The Inspection House
In 1787, British philosopher and social reformer Jeremy Bentham conceived of the panopticon, a ring of cells observed by a central watchtower, as a labor-saving device for those in authority. While Bentham's design was ostensibly for a prison, he believed that any number of places that require supervision—factories, poorhouses, hospitals, and schools—would benefit from such a design. The French philosopher Michel Foucault took Bentham at his word. In his groundbreaking 1975 study, Discipline and Punish, the panopticon became a metaphor to describe the creeping effects of personalized surveillance as a means for ever-finer mechanisms of control.
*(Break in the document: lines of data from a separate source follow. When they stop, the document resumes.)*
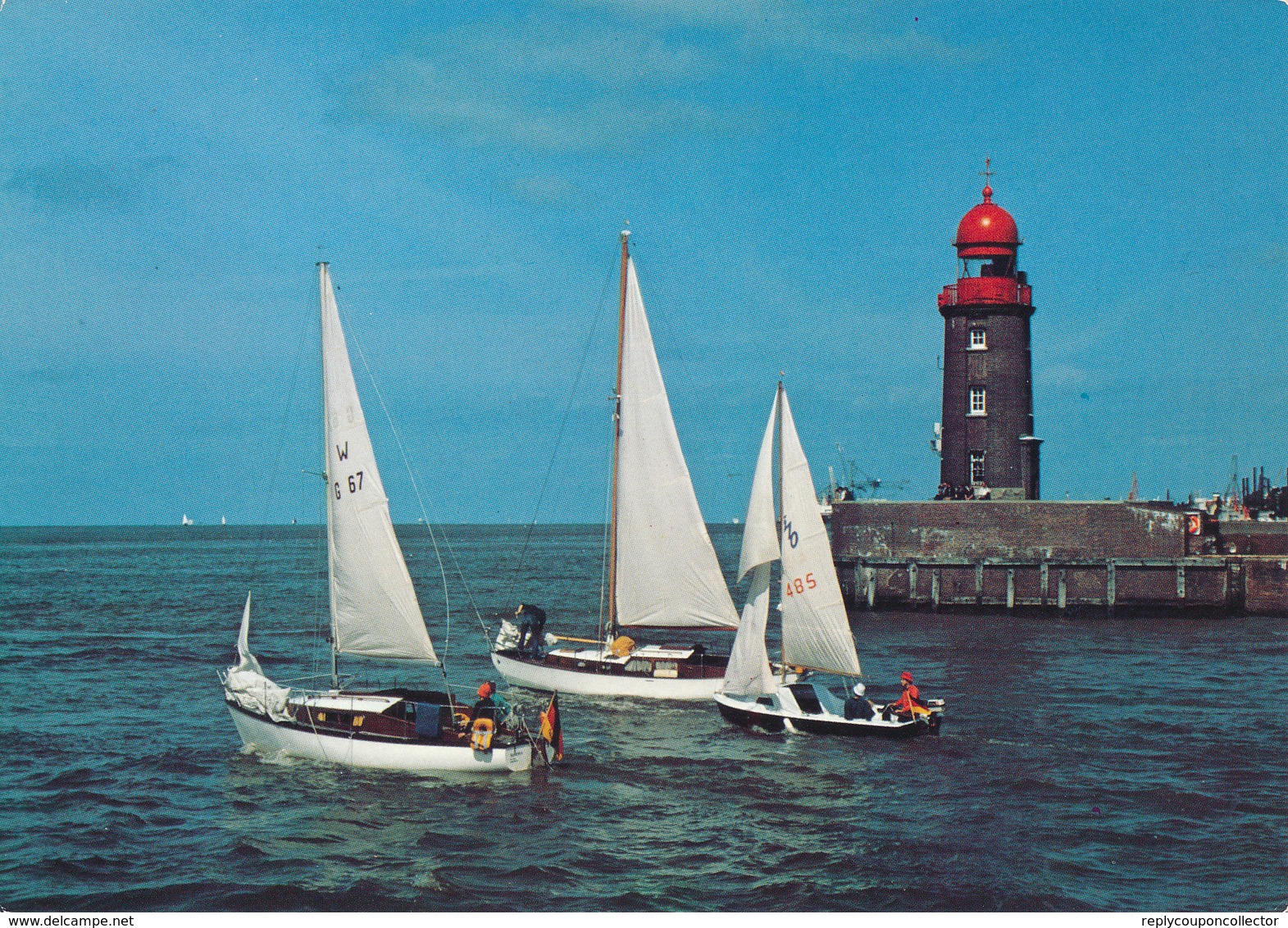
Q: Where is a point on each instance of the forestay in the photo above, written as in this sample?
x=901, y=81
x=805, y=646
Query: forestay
x=816, y=627
x=374, y=607
x=749, y=672
x=667, y=573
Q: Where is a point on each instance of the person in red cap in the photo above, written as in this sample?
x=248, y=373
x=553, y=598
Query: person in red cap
x=489, y=704
x=911, y=697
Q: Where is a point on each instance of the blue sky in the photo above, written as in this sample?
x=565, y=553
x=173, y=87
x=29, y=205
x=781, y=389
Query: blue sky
x=792, y=174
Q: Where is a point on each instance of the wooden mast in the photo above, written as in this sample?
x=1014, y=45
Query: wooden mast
x=326, y=446
x=778, y=406
x=617, y=438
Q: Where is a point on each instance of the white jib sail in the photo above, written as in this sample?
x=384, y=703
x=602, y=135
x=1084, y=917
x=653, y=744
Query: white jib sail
x=374, y=607
x=667, y=573
x=749, y=672
x=816, y=627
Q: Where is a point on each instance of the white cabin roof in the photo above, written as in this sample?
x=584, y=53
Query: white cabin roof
x=663, y=653
x=345, y=703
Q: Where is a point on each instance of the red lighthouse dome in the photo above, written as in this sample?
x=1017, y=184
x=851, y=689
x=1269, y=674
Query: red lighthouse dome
x=987, y=230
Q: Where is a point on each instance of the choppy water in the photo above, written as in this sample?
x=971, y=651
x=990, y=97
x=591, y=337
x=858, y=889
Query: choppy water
x=1085, y=763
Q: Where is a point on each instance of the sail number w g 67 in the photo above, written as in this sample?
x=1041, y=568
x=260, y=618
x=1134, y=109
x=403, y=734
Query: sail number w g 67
x=354, y=484
x=799, y=585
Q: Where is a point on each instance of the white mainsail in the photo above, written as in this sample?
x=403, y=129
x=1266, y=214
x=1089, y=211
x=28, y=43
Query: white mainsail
x=374, y=607
x=749, y=672
x=667, y=573
x=816, y=627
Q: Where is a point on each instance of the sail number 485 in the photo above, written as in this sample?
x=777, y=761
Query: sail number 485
x=799, y=585
x=354, y=484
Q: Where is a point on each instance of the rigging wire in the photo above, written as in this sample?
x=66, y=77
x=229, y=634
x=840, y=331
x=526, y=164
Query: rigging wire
x=420, y=503
x=563, y=425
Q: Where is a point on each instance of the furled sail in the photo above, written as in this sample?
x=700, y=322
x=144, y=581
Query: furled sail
x=749, y=672
x=667, y=573
x=816, y=627
x=246, y=684
x=374, y=607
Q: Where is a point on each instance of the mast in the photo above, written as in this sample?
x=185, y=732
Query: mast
x=778, y=406
x=326, y=484
x=617, y=437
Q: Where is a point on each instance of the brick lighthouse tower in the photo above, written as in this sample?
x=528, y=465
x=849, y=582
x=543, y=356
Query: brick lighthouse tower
x=987, y=438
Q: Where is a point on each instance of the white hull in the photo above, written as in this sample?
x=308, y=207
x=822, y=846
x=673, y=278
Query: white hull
x=783, y=713
x=273, y=738
x=591, y=684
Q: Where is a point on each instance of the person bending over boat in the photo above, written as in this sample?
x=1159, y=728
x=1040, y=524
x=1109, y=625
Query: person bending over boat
x=908, y=702
x=531, y=628
x=859, y=706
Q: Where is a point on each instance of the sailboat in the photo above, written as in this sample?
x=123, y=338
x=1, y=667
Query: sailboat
x=662, y=571
x=375, y=616
x=816, y=627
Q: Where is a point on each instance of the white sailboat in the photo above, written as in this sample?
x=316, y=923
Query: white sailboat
x=662, y=571
x=374, y=614
x=816, y=627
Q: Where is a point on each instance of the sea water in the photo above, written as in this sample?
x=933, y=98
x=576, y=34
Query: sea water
x=1083, y=763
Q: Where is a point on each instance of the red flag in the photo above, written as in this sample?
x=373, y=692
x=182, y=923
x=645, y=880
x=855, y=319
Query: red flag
x=552, y=727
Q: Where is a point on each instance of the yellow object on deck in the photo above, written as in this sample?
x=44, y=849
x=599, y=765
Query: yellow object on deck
x=482, y=736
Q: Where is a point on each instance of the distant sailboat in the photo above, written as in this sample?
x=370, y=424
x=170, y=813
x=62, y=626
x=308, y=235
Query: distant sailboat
x=374, y=614
x=816, y=627
x=662, y=571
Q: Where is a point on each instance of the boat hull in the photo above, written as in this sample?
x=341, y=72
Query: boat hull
x=751, y=715
x=536, y=675
x=271, y=738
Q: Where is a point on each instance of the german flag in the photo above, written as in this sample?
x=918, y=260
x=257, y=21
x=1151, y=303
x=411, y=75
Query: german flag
x=552, y=729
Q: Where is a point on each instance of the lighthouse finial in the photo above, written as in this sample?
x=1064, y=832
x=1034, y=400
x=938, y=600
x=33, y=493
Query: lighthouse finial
x=987, y=174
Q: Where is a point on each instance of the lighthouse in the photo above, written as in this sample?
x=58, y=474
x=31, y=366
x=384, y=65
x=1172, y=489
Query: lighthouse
x=987, y=446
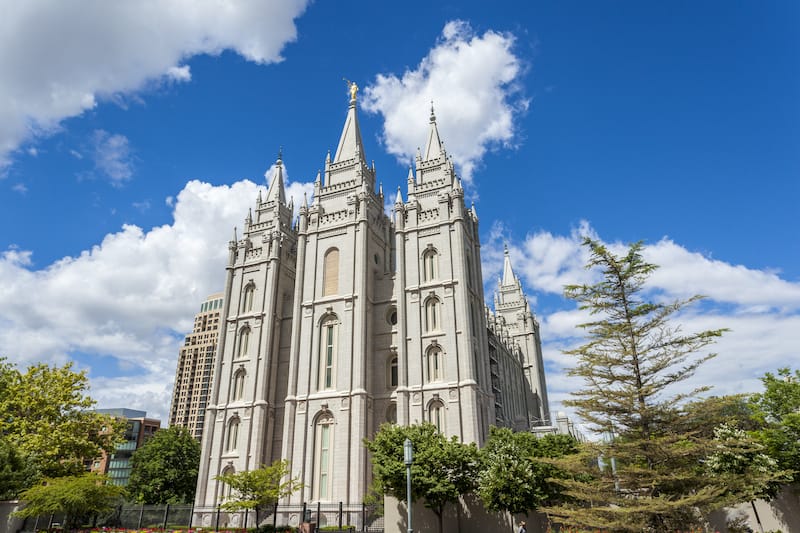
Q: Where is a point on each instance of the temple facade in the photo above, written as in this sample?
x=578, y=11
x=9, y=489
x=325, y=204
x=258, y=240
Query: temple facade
x=345, y=318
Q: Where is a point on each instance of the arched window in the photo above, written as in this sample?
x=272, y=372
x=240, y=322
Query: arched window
x=244, y=341
x=247, y=298
x=330, y=273
x=430, y=265
x=392, y=374
x=226, y=490
x=327, y=353
x=238, y=385
x=323, y=451
x=232, y=436
x=432, y=317
x=436, y=415
x=434, y=364
x=391, y=413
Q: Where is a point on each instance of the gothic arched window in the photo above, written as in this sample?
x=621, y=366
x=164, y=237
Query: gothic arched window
x=330, y=273
x=327, y=353
x=233, y=435
x=244, y=341
x=247, y=298
x=436, y=415
x=393, y=372
x=432, y=317
x=238, y=385
x=323, y=457
x=430, y=265
x=434, y=363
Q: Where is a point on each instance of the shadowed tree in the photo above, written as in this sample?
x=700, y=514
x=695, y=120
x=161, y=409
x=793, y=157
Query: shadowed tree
x=164, y=469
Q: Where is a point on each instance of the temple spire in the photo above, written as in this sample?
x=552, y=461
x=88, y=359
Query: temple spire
x=434, y=147
x=350, y=144
x=276, y=187
x=508, y=274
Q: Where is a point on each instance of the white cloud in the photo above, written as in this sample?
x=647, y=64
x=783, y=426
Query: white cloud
x=473, y=82
x=128, y=301
x=112, y=156
x=58, y=59
x=761, y=310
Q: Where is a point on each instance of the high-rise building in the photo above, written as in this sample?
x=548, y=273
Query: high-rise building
x=195, y=368
x=346, y=318
x=138, y=429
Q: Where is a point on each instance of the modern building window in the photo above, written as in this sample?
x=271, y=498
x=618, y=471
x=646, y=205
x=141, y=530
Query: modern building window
x=436, y=415
x=430, y=265
x=435, y=364
x=327, y=353
x=244, y=341
x=233, y=435
x=432, y=314
x=392, y=372
x=247, y=299
x=238, y=385
x=323, y=444
x=330, y=274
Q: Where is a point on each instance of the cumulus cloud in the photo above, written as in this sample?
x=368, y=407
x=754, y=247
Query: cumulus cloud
x=473, y=81
x=127, y=302
x=58, y=59
x=761, y=310
x=112, y=157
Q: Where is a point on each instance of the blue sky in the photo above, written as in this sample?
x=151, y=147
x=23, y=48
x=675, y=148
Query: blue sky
x=130, y=149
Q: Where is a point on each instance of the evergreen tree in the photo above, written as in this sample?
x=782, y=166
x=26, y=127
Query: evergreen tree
x=647, y=474
x=164, y=469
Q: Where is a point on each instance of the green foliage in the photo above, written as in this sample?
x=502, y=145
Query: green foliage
x=745, y=469
x=48, y=421
x=164, y=469
x=16, y=473
x=442, y=469
x=259, y=489
x=511, y=478
x=77, y=497
x=779, y=409
x=648, y=474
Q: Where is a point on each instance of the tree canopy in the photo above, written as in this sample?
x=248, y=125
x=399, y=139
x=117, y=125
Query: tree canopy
x=646, y=475
x=259, y=489
x=78, y=498
x=442, y=469
x=164, y=469
x=778, y=408
x=48, y=421
x=511, y=478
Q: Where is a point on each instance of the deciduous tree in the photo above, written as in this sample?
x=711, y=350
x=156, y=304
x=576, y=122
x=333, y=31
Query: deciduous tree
x=511, y=479
x=259, y=489
x=47, y=418
x=443, y=469
x=78, y=498
x=164, y=469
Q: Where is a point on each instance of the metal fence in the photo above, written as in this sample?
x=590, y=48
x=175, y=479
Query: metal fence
x=342, y=517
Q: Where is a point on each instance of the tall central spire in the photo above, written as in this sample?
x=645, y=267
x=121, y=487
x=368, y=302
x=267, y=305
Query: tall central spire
x=433, y=148
x=350, y=144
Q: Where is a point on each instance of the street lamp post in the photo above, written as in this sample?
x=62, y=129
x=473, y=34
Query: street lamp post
x=408, y=456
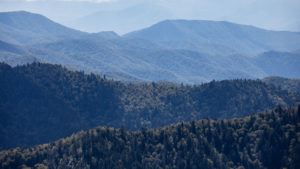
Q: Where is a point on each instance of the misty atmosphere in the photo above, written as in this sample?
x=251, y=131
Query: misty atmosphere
x=149, y=84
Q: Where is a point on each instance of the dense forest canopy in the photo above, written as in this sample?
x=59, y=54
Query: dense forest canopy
x=43, y=102
x=266, y=140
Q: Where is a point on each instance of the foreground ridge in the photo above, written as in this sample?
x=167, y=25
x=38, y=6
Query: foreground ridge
x=265, y=140
x=40, y=103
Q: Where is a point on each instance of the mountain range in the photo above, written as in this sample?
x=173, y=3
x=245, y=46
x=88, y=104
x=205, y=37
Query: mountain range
x=267, y=140
x=43, y=102
x=179, y=51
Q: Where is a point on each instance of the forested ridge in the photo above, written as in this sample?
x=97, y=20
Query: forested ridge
x=265, y=140
x=40, y=103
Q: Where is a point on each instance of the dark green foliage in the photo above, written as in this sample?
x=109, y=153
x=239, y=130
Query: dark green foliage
x=42, y=102
x=266, y=140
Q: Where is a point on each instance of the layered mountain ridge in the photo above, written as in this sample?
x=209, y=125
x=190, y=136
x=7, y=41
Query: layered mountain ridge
x=178, y=51
x=43, y=102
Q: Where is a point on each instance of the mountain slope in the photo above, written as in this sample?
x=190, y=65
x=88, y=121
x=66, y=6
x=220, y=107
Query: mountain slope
x=267, y=141
x=25, y=28
x=284, y=64
x=289, y=84
x=218, y=37
x=42, y=102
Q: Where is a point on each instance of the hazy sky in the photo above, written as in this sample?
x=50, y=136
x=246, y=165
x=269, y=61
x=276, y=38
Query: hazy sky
x=268, y=14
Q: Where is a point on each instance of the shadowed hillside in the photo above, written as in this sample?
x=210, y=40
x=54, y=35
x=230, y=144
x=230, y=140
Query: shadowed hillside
x=43, y=102
x=266, y=140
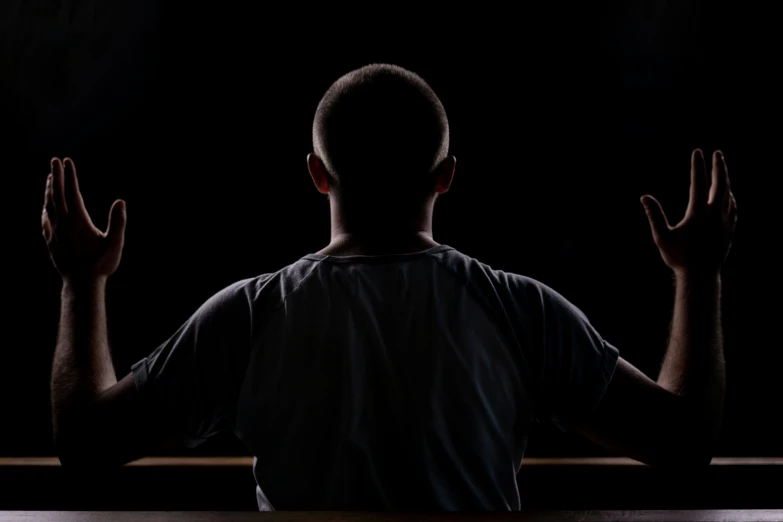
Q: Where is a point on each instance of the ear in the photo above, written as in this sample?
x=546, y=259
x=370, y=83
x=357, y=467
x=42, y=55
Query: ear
x=444, y=174
x=318, y=173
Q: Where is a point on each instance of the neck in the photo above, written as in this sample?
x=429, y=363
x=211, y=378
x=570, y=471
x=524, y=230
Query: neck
x=363, y=235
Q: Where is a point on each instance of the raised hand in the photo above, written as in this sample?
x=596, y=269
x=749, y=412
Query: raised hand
x=77, y=248
x=701, y=241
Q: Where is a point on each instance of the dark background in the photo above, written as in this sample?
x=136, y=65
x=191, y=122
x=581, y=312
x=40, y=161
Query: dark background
x=560, y=119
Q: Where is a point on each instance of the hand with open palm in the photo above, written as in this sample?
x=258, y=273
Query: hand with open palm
x=77, y=248
x=701, y=241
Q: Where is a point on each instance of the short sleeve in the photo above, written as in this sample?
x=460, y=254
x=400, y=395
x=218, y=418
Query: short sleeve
x=193, y=379
x=578, y=363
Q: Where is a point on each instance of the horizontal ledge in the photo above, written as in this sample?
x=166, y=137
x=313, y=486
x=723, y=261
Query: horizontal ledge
x=248, y=461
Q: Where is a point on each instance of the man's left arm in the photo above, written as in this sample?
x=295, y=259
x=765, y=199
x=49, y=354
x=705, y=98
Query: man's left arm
x=185, y=390
x=97, y=420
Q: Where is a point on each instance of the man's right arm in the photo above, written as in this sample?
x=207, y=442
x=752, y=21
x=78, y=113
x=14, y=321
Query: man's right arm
x=676, y=420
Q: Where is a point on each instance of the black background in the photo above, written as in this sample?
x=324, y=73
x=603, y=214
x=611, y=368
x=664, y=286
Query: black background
x=561, y=119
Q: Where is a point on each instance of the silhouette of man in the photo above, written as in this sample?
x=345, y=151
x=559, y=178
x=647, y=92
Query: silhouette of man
x=387, y=371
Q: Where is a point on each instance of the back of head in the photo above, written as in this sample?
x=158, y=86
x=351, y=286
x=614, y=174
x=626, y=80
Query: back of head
x=381, y=128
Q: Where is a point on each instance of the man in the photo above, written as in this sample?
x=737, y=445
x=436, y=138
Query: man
x=387, y=371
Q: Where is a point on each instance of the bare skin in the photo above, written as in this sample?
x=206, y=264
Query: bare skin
x=671, y=422
x=676, y=420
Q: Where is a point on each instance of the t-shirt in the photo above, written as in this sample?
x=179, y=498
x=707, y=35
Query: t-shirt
x=394, y=382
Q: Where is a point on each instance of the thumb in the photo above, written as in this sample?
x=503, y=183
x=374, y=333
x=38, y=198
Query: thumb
x=115, y=233
x=658, y=222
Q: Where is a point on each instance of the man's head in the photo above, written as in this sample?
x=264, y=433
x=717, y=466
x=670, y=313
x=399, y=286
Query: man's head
x=381, y=136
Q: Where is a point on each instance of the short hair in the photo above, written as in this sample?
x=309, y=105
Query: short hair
x=377, y=123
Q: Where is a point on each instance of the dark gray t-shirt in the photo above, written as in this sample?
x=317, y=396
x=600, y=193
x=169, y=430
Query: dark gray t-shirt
x=402, y=382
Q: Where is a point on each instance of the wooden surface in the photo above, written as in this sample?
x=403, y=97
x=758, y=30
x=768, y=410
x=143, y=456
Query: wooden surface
x=542, y=516
x=248, y=461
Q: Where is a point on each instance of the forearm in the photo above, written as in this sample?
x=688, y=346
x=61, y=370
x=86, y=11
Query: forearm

Forty years later, the available tools of scrutiny, supervision, and discipline are far more capable and insidious than Foucault dreamed, and yet less effective than Bentham hoped. Public squares, container ports, terrorist holding cells, and social networks all bristle with cameras, sensors, and trackers. But, crucially, they are also rife with resistance and prime opportunities for revolution. The Inspection House is a tour through several of these sites—from Guantánamo Bay to the Occupy Oakland camp and the authors' own mobile devices—providing a stark, vivid portrait of our contemporary surveillance state and its opponents.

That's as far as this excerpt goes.